PURPOSE: To evaluate the association of visible retinal area (VRA,mm2) on ultrawide field images (UWFI) with diabetic retinopathy (DR) severity and detection of predominantly peripheral lesions (PPL).
METHODS: Nonmydriatic optomap plus UWFI (California/TX; Optos plc, UK) were acquired as part of a DR teleophthalmology program (JVN) and evaluated at a central reading center for DR severity and PPL. Standard care mydriatic UWFI were acquired at an academic retina practice (BEI). All UWFI from 11/6/2017-11/6/2019 were reviewed. Manual lid lifting was standard for JVN imaging and beginning 11/6/2018 was required for BEI imaging if more than 10% of the retina was obscured by lid/lash artifacts. Fully automated algorithms were used to determine VRA (Dice coefficient:0.848) and hemorrhage and/or microaneurysm counts [(HMA),AUC:0.90-0.95]. PPL-HMA were defined as present when at least 1 field had greater HMA number in the peripheral retina than within the corresponding ETDRS field.

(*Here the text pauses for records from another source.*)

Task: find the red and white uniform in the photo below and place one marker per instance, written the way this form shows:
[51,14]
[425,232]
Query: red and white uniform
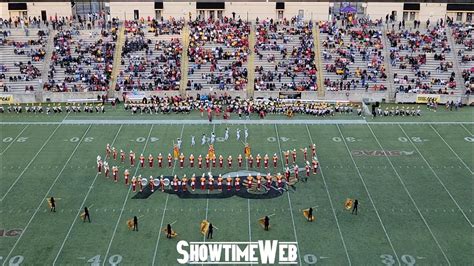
[221,161]
[132,158]
[134,184]
[122,156]
[258,159]
[315,166]
[115,173]
[126,174]
[170,161]
[160,160]
[181,161]
[150,161]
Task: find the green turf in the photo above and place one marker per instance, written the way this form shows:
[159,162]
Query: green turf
[411,210]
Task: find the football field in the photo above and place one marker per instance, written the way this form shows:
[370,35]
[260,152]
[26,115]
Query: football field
[412,176]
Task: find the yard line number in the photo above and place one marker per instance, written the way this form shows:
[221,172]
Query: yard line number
[10,139]
[113,260]
[388,259]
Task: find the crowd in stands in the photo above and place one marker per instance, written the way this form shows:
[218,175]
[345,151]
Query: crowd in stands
[285,58]
[150,59]
[217,53]
[353,54]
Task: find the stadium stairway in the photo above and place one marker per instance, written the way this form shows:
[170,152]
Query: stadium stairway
[251,63]
[184,59]
[117,58]
[317,58]
[457,68]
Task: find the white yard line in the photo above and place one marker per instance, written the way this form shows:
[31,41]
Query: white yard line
[125,201]
[437,177]
[45,196]
[164,209]
[465,128]
[14,140]
[369,195]
[31,161]
[409,195]
[459,158]
[82,204]
[288,194]
[330,202]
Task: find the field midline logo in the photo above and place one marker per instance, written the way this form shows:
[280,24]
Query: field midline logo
[381,153]
[260,252]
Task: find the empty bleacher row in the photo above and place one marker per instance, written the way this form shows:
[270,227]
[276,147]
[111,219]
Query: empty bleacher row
[285,58]
[355,55]
[151,57]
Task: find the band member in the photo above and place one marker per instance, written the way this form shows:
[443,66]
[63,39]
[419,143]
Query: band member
[126,174]
[184,183]
[191,160]
[134,184]
[106,169]
[295,170]
[229,183]
[287,174]
[305,153]
[221,161]
[142,160]
[115,173]
[207,160]
[99,164]
[152,184]
[211,183]
[193,182]
[213,158]
[162,183]
[114,153]
[315,166]
[160,160]
[181,160]
[259,182]
[237,183]
[175,183]
[170,160]
[122,156]
[150,160]
[287,155]
[200,161]
[219,182]
[279,180]
[140,183]
[258,159]
[107,151]
[249,181]
[132,158]
[203,182]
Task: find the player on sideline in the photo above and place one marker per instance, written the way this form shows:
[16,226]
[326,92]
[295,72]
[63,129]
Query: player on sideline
[354,208]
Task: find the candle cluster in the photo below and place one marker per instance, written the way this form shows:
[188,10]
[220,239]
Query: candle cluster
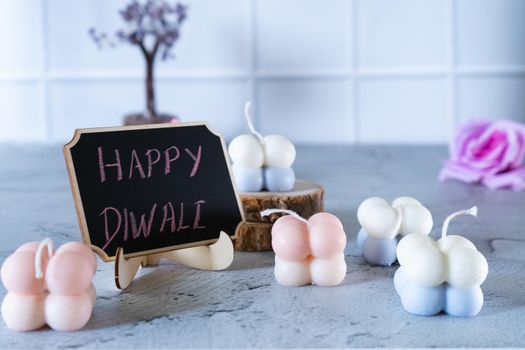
[308,251]
[262,162]
[384,224]
[440,276]
[48,288]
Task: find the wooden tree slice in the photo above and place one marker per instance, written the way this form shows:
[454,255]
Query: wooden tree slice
[306,199]
[255,234]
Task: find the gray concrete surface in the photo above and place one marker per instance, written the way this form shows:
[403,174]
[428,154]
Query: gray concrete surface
[174,306]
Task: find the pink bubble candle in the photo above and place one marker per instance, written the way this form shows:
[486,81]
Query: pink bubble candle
[308,251]
[46,287]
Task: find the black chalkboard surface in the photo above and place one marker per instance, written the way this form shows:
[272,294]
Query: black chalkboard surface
[151,188]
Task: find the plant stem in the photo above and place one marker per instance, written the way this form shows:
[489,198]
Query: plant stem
[150,93]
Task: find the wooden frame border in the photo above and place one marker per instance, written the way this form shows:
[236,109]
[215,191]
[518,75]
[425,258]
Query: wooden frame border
[78,200]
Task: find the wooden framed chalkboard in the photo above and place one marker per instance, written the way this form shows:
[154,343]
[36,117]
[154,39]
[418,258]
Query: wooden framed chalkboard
[151,188]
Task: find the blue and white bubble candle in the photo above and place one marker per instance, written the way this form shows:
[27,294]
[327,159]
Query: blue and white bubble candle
[443,275]
[384,224]
[262,162]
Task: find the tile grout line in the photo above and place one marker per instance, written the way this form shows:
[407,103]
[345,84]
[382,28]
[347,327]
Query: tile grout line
[453,94]
[354,110]
[253,65]
[44,81]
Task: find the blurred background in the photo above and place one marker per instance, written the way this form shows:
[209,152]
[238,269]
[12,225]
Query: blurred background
[361,71]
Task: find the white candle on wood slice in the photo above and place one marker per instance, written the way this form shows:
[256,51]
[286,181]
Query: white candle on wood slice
[262,162]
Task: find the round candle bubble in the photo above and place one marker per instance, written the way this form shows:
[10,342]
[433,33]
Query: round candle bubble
[384,224]
[262,162]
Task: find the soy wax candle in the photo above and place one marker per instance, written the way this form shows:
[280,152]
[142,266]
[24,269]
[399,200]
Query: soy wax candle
[51,288]
[384,224]
[440,276]
[262,162]
[308,251]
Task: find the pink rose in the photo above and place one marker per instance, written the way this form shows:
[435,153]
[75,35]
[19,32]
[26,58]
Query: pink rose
[490,153]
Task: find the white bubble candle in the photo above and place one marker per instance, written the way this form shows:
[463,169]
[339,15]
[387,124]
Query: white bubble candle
[262,162]
[443,275]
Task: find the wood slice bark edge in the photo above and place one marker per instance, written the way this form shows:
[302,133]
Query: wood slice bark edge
[255,234]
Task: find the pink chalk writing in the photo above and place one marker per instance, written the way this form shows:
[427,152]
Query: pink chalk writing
[142,165]
[102,166]
[196,158]
[149,223]
[169,159]
[135,163]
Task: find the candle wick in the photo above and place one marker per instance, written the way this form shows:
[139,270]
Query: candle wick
[247,115]
[285,211]
[38,256]
[472,211]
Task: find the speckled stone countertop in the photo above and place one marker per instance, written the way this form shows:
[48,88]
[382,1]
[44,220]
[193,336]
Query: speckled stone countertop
[243,306]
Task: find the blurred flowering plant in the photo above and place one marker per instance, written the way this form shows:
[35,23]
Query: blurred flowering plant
[490,153]
[154,27]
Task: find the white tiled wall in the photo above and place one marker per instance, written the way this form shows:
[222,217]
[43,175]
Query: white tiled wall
[402,71]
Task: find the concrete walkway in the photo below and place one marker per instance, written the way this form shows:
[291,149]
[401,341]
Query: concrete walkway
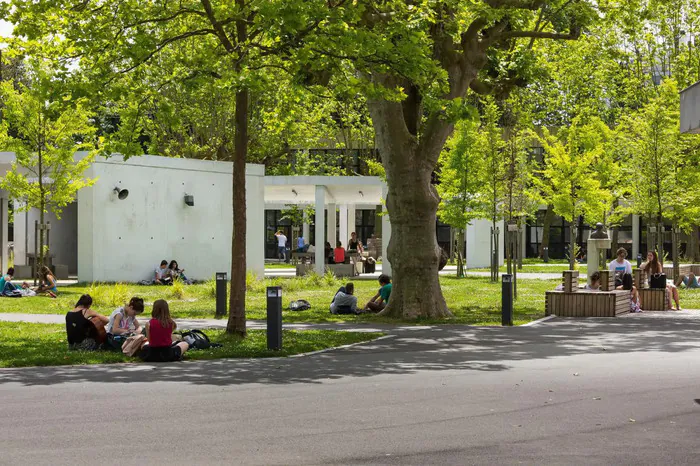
[594,391]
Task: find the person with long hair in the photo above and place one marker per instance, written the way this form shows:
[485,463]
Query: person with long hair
[159,332]
[654,266]
[628,284]
[48,282]
[78,326]
[175,272]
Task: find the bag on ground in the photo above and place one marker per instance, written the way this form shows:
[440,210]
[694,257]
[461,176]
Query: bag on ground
[133,345]
[299,305]
[198,340]
[658,281]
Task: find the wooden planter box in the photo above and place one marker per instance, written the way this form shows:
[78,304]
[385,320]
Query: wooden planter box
[653,299]
[587,303]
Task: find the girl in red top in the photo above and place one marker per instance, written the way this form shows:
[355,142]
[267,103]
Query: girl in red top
[159,331]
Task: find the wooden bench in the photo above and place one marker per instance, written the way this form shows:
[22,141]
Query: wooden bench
[653,299]
[587,303]
[339,270]
[302,257]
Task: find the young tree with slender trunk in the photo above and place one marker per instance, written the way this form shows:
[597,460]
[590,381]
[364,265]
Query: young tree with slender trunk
[44,130]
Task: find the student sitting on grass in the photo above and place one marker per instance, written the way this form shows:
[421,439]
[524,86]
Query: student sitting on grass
[48,283]
[162,274]
[159,331]
[79,330]
[381,299]
[175,272]
[344,301]
[123,322]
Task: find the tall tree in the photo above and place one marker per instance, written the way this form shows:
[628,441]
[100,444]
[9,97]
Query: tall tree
[44,129]
[569,180]
[460,167]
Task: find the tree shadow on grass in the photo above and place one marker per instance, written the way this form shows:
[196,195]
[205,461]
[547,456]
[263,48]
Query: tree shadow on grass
[446,348]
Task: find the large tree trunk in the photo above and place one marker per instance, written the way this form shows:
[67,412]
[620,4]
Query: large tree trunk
[548,217]
[237,320]
[412,203]
[413,250]
[692,252]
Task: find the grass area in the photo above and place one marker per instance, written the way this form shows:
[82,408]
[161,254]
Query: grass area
[280,266]
[472,300]
[537,268]
[25,344]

RESULTS: Images from 5,919 eyes with gradable UWFI were analyzed. Theoretical maximal UWFI VRA was 923.9. Mean VRA was 665.1±167.6 for all eyes (N=5,919), 550.8±240.7 for nonmydriatic JVN (N=1,418,24.0%) and 701.1±115.3 for mydriatic BEI images (N=4,501,76.0%). Instituting manual lid lifting guidelines for BEI images increased VRA by 10% (688.1±112.0 to 757.0±69.7,p<0.0001) and mean number of HMA in UWFI fields by 41.7% (4.8 to 6.8,p<0.0001). VRA was moderately correlated with increasing likelihood of PPL-HMA (All,BEI,JVN: r=0.33,0.29,0.36;p<0.0001). In JVN images, increasing VRA was associated with more PPL (Q1:4.8%,Q2:9.0%,Q3:11.8%,Q4:9.0%,p=0.01), PPL leading to more severe DR (3.4%,7.1%,8.7%,5.6%,p=0.02) and more PPL-HMA (23.7%,45.8%,60.6%,69.2%,p<0.0001). The findings remained significant after correcting for diabetes duration and DR severity (p=0.02,0.03,<0.0001). There were no significant associations between VRA and DR severity.

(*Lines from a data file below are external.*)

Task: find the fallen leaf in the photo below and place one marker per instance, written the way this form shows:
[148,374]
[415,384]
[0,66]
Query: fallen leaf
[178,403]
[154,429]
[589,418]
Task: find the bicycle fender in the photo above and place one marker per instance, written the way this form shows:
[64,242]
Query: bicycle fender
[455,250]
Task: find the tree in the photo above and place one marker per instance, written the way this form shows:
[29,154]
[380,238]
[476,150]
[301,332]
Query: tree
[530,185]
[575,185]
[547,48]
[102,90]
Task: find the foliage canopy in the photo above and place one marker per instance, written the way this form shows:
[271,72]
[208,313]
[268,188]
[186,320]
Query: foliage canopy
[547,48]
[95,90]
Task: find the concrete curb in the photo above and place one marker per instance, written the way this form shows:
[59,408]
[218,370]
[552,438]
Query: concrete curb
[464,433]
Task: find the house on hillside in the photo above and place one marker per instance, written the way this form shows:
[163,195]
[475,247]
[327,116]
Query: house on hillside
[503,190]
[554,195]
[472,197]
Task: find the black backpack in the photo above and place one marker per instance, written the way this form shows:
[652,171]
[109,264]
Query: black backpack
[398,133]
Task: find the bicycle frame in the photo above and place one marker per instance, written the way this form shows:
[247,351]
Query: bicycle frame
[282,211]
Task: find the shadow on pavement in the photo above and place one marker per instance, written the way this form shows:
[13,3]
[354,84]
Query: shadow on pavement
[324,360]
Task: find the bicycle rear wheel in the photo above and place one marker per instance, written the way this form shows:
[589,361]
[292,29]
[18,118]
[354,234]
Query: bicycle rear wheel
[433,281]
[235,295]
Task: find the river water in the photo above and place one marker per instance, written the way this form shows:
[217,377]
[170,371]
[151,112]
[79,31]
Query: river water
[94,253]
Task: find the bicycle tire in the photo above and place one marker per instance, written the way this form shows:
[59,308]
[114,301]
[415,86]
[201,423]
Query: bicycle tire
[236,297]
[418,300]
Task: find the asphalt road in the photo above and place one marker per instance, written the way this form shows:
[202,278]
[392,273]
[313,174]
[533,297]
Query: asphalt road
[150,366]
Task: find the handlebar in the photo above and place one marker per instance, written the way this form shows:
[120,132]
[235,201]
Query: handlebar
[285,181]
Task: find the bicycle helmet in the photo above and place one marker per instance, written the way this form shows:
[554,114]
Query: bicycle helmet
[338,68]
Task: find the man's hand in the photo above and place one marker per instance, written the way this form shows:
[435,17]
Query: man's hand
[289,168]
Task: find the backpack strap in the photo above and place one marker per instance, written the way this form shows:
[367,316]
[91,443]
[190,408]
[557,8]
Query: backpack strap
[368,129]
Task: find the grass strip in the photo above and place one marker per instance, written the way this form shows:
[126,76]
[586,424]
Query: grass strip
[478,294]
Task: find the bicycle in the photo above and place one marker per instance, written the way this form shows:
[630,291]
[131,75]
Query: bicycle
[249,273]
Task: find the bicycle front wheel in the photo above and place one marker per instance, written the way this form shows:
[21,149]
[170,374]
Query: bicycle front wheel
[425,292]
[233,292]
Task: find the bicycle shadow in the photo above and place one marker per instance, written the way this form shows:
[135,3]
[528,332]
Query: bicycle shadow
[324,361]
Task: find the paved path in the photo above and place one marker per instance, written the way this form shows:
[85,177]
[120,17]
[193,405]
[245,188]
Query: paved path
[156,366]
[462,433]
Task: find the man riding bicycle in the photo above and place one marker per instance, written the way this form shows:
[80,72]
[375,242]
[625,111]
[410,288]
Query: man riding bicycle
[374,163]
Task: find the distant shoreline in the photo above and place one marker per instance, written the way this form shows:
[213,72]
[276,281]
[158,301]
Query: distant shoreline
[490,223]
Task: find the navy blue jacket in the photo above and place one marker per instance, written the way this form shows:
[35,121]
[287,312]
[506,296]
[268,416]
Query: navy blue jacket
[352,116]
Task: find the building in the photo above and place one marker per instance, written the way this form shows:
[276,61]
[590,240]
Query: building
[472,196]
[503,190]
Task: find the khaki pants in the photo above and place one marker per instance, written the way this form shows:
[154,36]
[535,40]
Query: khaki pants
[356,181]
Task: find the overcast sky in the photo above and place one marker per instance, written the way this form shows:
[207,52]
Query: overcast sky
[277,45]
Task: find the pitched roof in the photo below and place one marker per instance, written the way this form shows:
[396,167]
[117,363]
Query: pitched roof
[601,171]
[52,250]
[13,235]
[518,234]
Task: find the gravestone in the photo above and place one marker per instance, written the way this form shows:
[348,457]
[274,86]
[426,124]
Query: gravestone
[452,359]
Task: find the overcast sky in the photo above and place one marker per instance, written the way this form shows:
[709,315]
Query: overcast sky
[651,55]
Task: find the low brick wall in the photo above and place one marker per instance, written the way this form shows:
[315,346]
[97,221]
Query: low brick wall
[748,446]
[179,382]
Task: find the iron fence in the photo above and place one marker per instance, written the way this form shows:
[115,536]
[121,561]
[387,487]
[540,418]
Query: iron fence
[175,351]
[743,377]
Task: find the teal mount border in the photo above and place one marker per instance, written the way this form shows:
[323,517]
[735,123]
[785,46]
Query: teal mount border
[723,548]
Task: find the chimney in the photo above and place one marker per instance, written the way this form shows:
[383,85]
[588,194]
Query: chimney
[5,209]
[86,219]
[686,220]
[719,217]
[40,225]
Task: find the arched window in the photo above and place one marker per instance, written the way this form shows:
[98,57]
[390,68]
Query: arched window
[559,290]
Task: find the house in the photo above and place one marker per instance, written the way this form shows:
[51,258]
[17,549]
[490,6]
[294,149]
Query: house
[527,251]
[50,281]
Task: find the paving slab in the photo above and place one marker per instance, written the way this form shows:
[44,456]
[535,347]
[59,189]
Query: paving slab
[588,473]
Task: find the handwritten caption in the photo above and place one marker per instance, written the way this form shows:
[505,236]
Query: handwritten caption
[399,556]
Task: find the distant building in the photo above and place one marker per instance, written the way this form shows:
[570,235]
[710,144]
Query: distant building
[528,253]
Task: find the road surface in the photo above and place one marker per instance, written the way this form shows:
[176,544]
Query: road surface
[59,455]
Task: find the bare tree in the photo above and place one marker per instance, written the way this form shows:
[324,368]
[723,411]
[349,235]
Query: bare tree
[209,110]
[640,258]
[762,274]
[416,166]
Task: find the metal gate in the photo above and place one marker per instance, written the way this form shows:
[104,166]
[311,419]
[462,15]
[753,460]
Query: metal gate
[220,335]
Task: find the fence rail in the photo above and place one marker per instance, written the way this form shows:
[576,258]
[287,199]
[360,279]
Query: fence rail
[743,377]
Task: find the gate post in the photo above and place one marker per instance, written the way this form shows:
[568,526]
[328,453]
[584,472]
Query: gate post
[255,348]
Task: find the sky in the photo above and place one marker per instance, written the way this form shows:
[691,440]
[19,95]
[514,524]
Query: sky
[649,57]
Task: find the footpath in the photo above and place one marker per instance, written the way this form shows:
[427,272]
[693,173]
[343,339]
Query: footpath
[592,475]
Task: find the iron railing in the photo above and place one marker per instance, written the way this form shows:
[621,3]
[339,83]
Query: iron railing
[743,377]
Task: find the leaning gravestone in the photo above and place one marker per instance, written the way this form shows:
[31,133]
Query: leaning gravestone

CONCLUSIONS: Using fully automated VRA and HMA detection algorithms, pupillary dilation and manual lid lifting were shown to substantially increase HMA detection and VRA. VRA also correlated with detection of PPL. Given the importance of HMA and PPL for determining risk of DR progression, these findings emphasize the importance of maximizing VRA in addition to image quality for optimal risk assessment in clinical trials and teleophthalmology programs.